NephCure Champion Spotlight: Paul Billedo

“Hello, my name is Paul Billedo. I am a 31-year-old Filipino American from San Francisco, CA. I was diagnosed with IgAN in 2018, and it changed my life in many ways. I tackle opportunities differently, I learned to keep moving forward no matter what the end of the road looks like, and I am learning to love every little thing life gives me.

I feel very grateful that I respond to treatment and that I am part of a great community where I can give and get support. I went through many stages of feelings because of my disease. Moving from feeling hopeless to grateful and happy!

I remember the period when I got diagnosed because it came out of nowhere and it changed my life. With 20 pounds of water weight from the waist down and doing 4 weeks of blood tests, I finally got diagnosed with IgA nephropathy.

I met my wonderful nephrologist that explained everything to me from my feelings, her feelings, our relationship, and treatment. I remember it was very real when I got a biopsy and stayed in the hospital for 24 hours to make sure I don’t have an internal bleeding. That is when I came in touch with reality because it feels like a dream.

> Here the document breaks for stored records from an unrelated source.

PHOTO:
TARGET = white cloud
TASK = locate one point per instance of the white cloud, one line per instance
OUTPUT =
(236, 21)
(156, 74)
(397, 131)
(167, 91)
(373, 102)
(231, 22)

Throughout the past five years of being diagnosed, I went through a couple of phases with my medication. In the very beginning, I was on Lasix to get the 20 pounds of fluid out of my system, Prednisone, Lipitor, and Prilosec. Before starting on this medication, my doctor explained to me what the medications are and made sure that I am okay with taking them because she stated that there are not many medications that are for my disease. After her explanations, I agreed to the Prednisone and I handled the medication very well. As I was on medication for a year, my doctor wanted to wean me off Prednisone because of the long time effect it has on the body. We got my Prednisone to a very low dosage and was able to be in remission for about 9 months, before I would relapse.

We brought my dosage back up to normal and weaned down again, but at a way slower rate and more blood work. After about a year, I relapsed again and decided to not go as low on the third attempt. The third phase, we got the dosage as low as possible without any relapse.

About my fourth year with my disease, my doctor asked me if I wanted to try a different medication to get me off of Prednisone completely. That’s when she introduced Tacrolimus. I am taking 2mg of Tacrolimus and going strong.

Now, I am so happy to finish my teaching credential to become an elementary school teacher. It is hard to chase my goals and dreams because my disease held me back a few times because of sudden relapses, feeling extra tired from stress, and getting sick more often. I learned to keep pushing through because it is worth it. I am worth it no matter what I have. I do still live my life forgetting that I have a major disease and that does cause some complications. I lose grip of my eating habits, drinking habits, mental health, and physical health and feel bad on taking advantage of my health. It is hard to keep things consistent when I feel normal when in reality, I have a chronic disease. It will be a forever battle, but I trained my mind to be ready for anything.”